Nacer antes de tiempo
1946. Ana tenía solo 18 años y su bebé, que acababa de nacer, no había llegado a los siete meses de gestación. En la pequeña posta que hacía de hospital en aquel pueblo remoto no le dieron esperanzas. Llévese a este niño que se muere enseguida. Es muy pequeño y no vivirá.
La madre salió de allí con el bebé en su pecho, metido dentro de su ropa, como había hecho alguna vez en su finca con los perrillos que nacían sin posibilidades. Al llegar a casa lo puso sobre rudimentarios algodones y de nuevo al regazo caliente a esperar que se muriese.
Pasó un día, y luego otro. El bebé, que no tenía cejas ni pestañas y que no abría casi los ojos, no se moría. Cogido del pezón de su madre, tampoco se movía mucho ni emitía grandes sonidos. Ana, sorprendida por la situación no decía nada. Toda la familia siguió esperando el desenlace fatal que no llegaba y mientras tanto, el bebé transparente iba ganando color y fuerza. No tenía intención de morirse.
Pasó el tiempo y el bebé, aunque era pequeño, parecía un bebé de verdad.
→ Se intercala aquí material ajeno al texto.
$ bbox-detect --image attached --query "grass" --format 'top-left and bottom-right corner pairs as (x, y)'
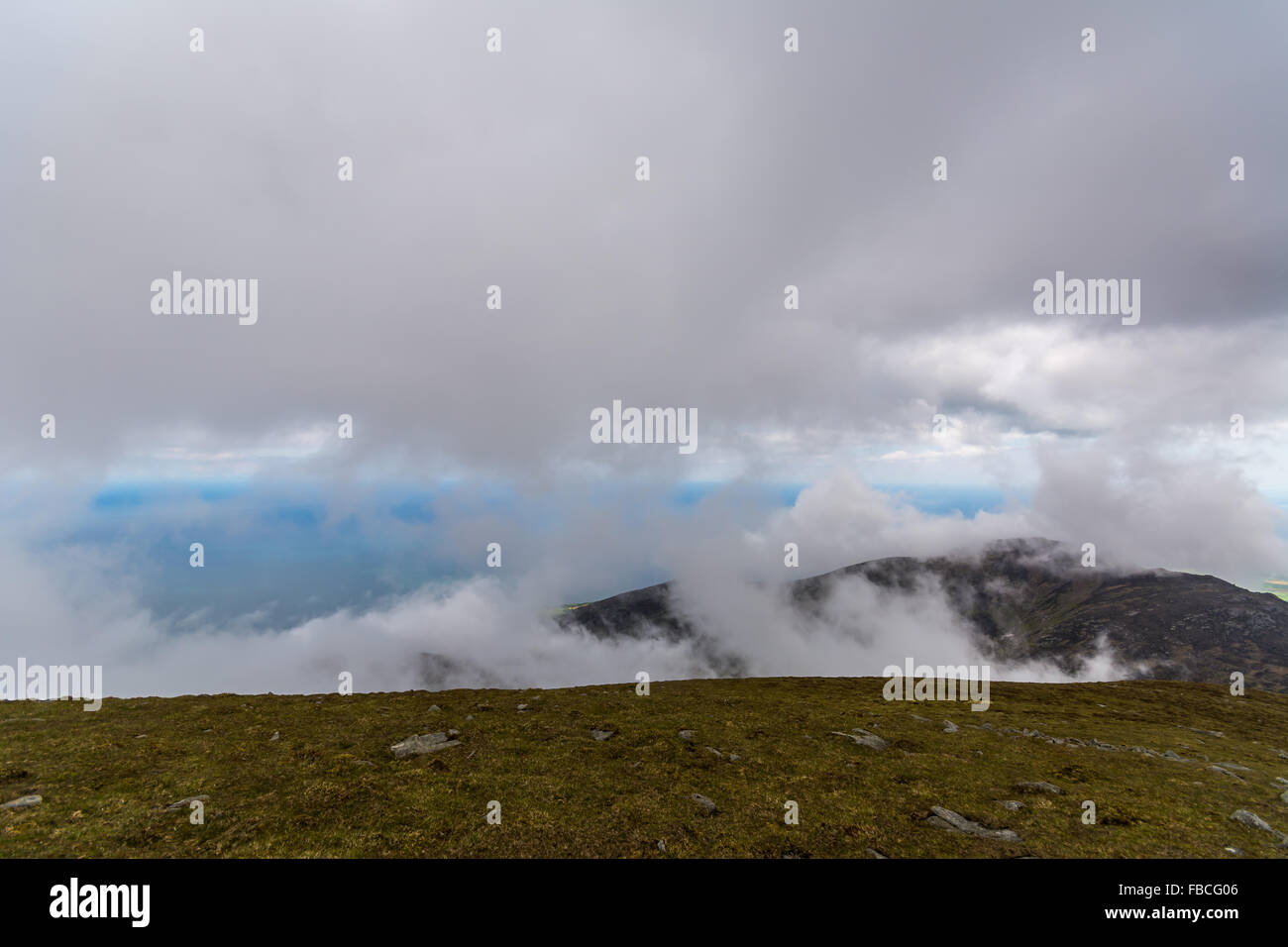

Y creció. Pasó su infancia con la sombra de "ser frágil" y cuando entró al colegio no dejó de ser nunca el primero de la fila. Alcanzó el bachillerato, pequeño pero entero, montando una bici enorme sin tocar el suelo con los pies. Al llegar el momento de abandonar el pueblo para estudiar en la gran ciudad, las voces agoreras que habían hecho predicciones de muerte volvieron al ataque. Es frágil, es pequeño... no lo logrará. Pero él era un superviviente y no escuchó.
Más de setenta años después mi padre sigue aquí: aquel niño de viento que llegó a ser médico. Y a través de su vida, la mía.
Escuché esta historia mil veces de boca de mi abuela que no se cansaba de contarla, sin entender el milagro. La atesoré en mi corazón y hoy, día del prematuro, la escribo y la comparto.